The majority of 2017’s offerings are not from energy companies. Craig Story, a partner in the Capital Markets group at Stikeman Elliott LLP in Calgary, says there were a number of IPOs contemplated in the oil patch earlier this year, especially in the second quarter, with “rumours and rumblings of a number of other companies either thinking about or at least in some stage of preparing to go.” But many held back, he says, because “the depth of the market was not there to support more at that time in energy.”

Story points to the drop in oil prices, from around US $55 a barrel in spring to around US $45 a barrel in July, as dulling investors’ appetites. “What we’ve heard from the investment bankers and from management and private equity funds is that the support for energy investments is not quite there yet.”
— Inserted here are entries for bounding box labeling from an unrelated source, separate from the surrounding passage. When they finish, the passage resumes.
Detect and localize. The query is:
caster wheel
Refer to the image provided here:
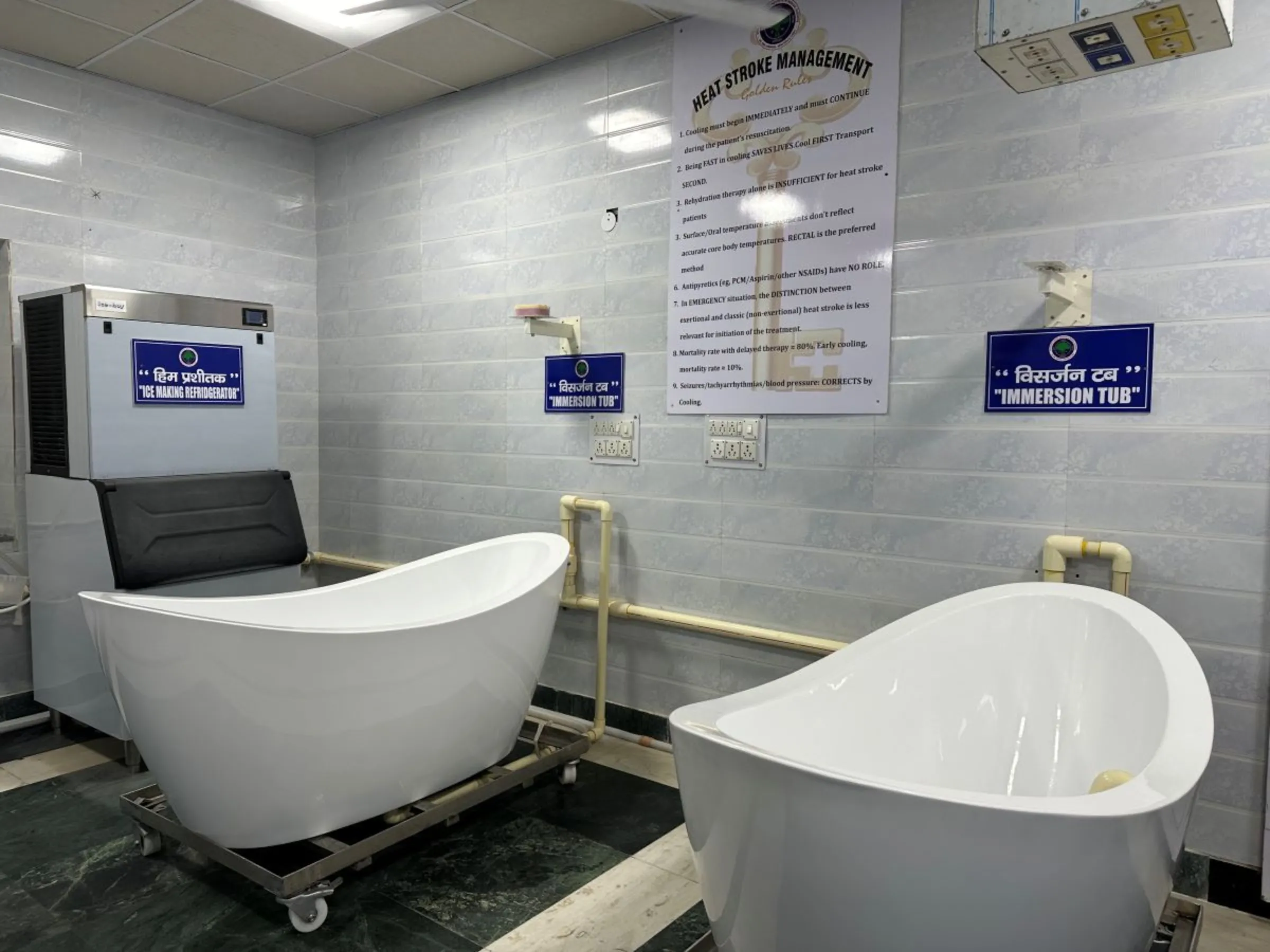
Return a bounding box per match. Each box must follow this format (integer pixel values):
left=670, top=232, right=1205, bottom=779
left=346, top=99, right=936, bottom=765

That doesn’t mean companies in the oil patch have abandoned plans for IPOs; rather, they’ve iced them for the time being. “There are still a number of companies considering it,” Story says. In the meantime, market sentiment appears to be more bullish on oilfield service companies, which provide energy companies with services but do not produce on their own, than on explorers and producers themselves.

Calgary-based Source Energy Services, which produces the sand used in hydraulic fracturing, raised $175-million and started trading in mid-April in what was the first large initial public offering by a Canadian firm in the energy sector since 2014. STEP Energy Services Ltd., also headquartered in Calgary, raised $100 million, about half what it hoped for, and started trading on May 2.

Story believes that once there’s more stability or even a rise in oil and gas prices, “we expect some explorers and produces to advance their plans.” They’ll likely take advantage of year-end results and reserve reports before going public, he says, which means pure energy-company IPOs may start showing up in the first half of 2018.

IPOs surge over last year

Almost anything would look good compared to 2016’s crop of IPOs. Last year there were fewer IPOs made than in 2008, at the height of the financial crisis, marking a 19-year low in IPO volume.

Capital markets were spooked by global market volatility, low oil prices, uncertainty surrounding the U.S. election and the Brexit vote, among other things, says Rima Ramchandani, co-head of the Capital Markets Practice at Torys LLP in Toronto. There was not a single initial public offering on the TSX in the first quarter of 2016.

In contrast, 2017 got off to a roaring start with restaurant chain Freshii Inc. raising $124 million through an IPO in January. Fairfax Financial Holdings Ltd. floated its initial public offering of Fairfax Africa Holdings Corp. on the TSX in February, raising about $500 million. Canada Goose Holdings Inc. went public on the NYSE and TSX in March, raising about $340 million through its first public offering.

Ramchandani says the success of those big-name IPOs early in the year “had a big impact. There have been a lot of good companies waiting to go public, watching the market, waiting for the right time.

“There was such a dearth of IPOs for a while that it took one successful company to start to reinvigorate people’s faith. You get a couple of those brand-recognized high-quality IPOs people feel have done very well and, on the heels of that, bankers start to feel more confident in their ability to sell some of these issues, that there’s more investor appetite. So you start to see this succession of deals happening.”

Ramchandani says the IPOs seem to be spread across many sectors, with energy and perhaps technology not quite as strong as some people had hoped. “When I talk to the investment bankers looking at pre-IPO candidates, a lot are keeping their eye on the tech space. A lot of those companies still aren’t large enough to access the IPO markets yet,” she says, “but I think ultimately the long-term goal is eventually . . . going public.”

The big winners in the current IPO boom? Those would be the investors, she says, who will have more choice of companies they believe can deliver good returns. “But it’s also good for the investment bankers, the lawyers, and the TSX, too. I think there’s enough good news here to spread around.”